Cette oeuvre a probablement été le fruit d’une importante recherche pour Oudry et c’est probablement pour cette raison qu’il a conservé une version durant toute sa vie.
Au vu de la qualité des drapés et surtout de la représentation des animaux, nous pensons que les deux autres toiles au format sont aussi des oeuvres de jeunesse autographes.
Nous savons que dès les premiers jours, Nicolas de Largillière fût bluffé par la qualité des animaux réalisés par son jeune apprenti au point de lui conseiller de se spécialiser dans ce type de sujet, ou il excellait.
La qualité de notre perroquet reflète parfaitement sa technique et ne peut pas être le fruit d’un peintre secondaire.
Généralement sur les oeuvres d’atelier les fonds sont simplifiés, or nous pouvons observer sur notre toile des détails qui n’apparaissent pas sur la version de 1719, comme les crénelures sur les plumes de la queue du perroquet ou certaines fissures du socle ou encore une cassure qui est bien visible sur notre exemplaire et à peine esquissée sur les autres versions ; tout comme la scène présente sur les vases ou le décor du piédouche qui sont largement accentués.
Un atelier fait l’exact contraire et n’enrichie pas les oeuvres d’un maitre, d’ailleurs quel suiveur pourrait avoir la prétention d’améliorer un oiseau peint par Oudry ?
Nous y voyons plutôt le travail d’un jeune peintre qui donne beaucoup d’importance aux détails dans sa première version puis qui essaye de perfectionner la finesse de ses personnages au fil de ses versions.

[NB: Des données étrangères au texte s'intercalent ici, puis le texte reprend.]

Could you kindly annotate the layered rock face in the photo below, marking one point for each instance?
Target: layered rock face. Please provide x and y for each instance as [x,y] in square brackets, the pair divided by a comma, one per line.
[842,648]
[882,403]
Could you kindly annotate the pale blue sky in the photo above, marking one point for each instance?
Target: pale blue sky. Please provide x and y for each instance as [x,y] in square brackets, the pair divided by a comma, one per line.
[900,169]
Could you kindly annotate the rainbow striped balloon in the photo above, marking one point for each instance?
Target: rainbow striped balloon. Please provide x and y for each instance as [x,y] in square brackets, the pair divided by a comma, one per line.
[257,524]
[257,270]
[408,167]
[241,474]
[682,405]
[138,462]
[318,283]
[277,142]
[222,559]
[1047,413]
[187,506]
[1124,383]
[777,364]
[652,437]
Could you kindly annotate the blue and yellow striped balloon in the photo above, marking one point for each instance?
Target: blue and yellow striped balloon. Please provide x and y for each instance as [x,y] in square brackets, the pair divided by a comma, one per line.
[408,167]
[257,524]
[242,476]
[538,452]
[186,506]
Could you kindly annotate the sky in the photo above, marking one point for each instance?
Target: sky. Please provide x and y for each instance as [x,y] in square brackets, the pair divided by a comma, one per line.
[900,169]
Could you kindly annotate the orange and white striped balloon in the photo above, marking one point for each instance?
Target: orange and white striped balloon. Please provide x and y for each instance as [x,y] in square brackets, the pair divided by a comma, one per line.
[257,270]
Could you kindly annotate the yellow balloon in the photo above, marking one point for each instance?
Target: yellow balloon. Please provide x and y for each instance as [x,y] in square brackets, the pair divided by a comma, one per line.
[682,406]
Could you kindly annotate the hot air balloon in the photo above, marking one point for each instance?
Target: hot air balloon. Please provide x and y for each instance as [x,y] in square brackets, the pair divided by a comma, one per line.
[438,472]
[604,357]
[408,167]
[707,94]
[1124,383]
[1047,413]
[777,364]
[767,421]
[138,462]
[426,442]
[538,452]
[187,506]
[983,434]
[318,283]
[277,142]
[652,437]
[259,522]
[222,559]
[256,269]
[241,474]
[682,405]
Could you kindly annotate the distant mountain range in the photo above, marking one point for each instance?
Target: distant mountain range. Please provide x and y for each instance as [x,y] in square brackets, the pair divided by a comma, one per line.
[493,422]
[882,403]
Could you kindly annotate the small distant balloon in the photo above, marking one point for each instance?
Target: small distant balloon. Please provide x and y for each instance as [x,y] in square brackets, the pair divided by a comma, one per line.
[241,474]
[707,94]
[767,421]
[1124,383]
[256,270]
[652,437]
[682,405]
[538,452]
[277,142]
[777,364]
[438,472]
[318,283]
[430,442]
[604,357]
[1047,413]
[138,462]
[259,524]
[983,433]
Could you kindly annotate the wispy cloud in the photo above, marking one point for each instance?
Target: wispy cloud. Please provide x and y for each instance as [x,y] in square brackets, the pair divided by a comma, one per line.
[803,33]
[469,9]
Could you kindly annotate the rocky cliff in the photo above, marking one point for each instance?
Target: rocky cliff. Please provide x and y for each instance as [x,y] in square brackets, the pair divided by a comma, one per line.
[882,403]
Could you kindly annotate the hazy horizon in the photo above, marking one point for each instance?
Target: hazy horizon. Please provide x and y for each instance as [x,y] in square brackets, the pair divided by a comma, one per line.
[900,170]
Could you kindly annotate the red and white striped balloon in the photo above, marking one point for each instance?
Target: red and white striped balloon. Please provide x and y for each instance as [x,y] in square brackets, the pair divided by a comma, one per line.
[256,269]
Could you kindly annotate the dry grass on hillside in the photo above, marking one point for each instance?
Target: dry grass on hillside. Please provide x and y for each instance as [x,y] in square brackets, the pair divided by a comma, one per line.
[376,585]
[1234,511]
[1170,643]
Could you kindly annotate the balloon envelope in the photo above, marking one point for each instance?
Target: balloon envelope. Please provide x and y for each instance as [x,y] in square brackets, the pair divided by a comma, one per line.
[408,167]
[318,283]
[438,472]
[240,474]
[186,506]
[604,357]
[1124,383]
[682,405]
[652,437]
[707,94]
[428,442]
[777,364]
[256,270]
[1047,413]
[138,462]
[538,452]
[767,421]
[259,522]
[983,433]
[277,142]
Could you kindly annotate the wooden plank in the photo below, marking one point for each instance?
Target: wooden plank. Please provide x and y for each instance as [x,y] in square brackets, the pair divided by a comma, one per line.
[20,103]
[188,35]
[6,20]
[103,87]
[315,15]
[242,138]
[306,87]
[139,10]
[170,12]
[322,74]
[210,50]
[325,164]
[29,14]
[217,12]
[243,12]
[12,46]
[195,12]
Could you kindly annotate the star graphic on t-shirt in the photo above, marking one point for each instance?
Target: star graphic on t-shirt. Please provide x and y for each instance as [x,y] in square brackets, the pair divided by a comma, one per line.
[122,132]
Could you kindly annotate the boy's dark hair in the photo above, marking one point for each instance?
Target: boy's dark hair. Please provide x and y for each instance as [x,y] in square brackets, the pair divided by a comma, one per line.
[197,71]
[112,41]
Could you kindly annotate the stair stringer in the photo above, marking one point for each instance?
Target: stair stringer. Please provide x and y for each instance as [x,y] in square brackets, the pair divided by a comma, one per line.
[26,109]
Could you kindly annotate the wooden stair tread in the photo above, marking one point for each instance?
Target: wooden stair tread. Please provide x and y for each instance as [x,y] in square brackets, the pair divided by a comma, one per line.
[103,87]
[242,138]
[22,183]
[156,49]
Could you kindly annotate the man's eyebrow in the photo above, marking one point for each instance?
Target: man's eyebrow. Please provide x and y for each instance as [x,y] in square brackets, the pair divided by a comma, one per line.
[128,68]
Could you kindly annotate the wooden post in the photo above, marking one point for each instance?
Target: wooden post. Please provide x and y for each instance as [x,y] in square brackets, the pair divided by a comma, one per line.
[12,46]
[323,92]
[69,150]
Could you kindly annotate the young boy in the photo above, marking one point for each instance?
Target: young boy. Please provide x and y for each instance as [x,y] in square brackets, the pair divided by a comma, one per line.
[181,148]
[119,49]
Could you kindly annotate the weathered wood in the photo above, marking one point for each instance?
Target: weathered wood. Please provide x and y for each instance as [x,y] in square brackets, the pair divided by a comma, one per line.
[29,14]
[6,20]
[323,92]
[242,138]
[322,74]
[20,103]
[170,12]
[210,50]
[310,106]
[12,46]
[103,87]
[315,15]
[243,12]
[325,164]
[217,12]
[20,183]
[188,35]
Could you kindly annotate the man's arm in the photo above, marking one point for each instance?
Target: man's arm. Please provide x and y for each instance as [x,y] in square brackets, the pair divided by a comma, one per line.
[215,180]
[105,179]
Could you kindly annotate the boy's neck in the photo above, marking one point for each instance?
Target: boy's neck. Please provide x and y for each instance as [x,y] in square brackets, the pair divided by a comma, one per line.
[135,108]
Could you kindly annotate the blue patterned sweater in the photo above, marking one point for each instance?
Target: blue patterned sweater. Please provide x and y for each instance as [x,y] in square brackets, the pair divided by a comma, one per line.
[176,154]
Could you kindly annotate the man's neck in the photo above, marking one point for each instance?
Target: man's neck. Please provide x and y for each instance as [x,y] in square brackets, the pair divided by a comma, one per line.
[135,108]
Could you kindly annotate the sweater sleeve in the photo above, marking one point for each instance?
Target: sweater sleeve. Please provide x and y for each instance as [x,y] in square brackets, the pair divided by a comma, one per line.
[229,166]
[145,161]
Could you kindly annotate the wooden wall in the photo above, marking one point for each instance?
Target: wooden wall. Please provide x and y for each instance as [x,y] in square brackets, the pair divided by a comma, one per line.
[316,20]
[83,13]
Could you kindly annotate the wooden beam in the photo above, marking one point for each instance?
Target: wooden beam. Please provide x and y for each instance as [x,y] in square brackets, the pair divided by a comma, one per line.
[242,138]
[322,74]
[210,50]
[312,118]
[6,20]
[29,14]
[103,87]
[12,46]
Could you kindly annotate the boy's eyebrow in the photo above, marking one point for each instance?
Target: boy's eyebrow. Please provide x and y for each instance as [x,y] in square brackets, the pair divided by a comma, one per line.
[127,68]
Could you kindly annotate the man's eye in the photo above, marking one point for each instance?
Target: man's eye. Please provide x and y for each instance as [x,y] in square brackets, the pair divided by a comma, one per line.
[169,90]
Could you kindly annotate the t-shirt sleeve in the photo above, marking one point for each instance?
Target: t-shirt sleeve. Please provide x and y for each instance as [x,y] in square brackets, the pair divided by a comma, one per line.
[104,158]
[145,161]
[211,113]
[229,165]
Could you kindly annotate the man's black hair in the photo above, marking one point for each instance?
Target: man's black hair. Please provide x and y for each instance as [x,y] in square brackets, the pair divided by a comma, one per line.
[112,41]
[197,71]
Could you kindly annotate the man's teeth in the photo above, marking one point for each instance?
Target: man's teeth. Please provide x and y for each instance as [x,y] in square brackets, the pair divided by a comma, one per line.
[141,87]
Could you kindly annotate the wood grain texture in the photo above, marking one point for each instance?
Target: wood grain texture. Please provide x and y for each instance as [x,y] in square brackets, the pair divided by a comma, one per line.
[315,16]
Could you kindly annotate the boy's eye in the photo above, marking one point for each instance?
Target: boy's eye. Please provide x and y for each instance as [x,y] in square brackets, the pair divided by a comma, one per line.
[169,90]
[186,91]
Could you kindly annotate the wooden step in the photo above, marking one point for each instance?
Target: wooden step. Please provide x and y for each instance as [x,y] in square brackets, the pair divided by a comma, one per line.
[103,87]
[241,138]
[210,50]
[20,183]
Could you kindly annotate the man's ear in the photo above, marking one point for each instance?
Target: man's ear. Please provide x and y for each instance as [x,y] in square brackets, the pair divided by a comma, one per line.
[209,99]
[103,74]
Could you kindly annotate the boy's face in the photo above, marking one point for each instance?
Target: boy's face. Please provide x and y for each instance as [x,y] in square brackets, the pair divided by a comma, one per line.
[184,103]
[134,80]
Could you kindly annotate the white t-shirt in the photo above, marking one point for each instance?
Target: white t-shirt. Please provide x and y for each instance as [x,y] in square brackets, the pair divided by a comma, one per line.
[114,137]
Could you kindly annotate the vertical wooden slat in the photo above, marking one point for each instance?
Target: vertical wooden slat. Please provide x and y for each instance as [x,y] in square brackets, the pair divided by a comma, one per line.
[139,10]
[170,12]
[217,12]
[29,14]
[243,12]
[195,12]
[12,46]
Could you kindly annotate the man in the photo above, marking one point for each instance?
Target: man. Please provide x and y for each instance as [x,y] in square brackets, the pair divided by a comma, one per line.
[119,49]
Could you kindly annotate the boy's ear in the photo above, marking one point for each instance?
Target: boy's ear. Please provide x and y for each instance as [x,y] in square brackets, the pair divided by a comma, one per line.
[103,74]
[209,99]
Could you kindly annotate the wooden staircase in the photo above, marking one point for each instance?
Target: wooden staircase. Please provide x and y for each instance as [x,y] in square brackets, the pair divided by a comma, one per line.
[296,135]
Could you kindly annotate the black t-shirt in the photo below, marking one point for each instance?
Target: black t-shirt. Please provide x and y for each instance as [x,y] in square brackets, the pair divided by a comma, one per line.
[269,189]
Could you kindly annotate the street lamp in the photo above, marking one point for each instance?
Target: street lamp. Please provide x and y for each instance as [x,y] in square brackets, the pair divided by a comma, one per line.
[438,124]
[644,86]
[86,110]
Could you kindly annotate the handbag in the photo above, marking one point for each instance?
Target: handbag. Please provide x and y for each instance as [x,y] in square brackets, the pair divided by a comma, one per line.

La toile de 1719 arbore le plus pur style Largillière, avec des visages charnus aux pommettes rosées et à la peau nacrée, elle est surement le fruit d’une progression constante de l’artiste mais aussi le résultat de l’avènement de la Régence.
Notre version que nous jugeons antérieure, date probablement des années 1710-1715 et semble plus inspirée pour l’expression des visages des productions du peintre Antoine Watteau qui est à l’origine de ce type de composition.
Conformément aux oeuvres de ce maitre, on retrouve sur notre version les même airs légèrement mélancoliques des comédiens et une palette de couleurs encore légèrement inspirée des productions hollandaises du 17 ème siècle.
La progression de l’artiste, le changement de régime et une source d’inspiration nouvelle peuvent facilement expliquer ces écarts qui ne doivent pas être juger uniquement d’un point de vue technique.
Nous pensons sincèrement que Jean Baptiste Oudry a réalisé et commercialisé plusieurs versions de cette composition durant sa jeunesse, comme le faisaient tout les peintres pour subvenir à leurs besoins.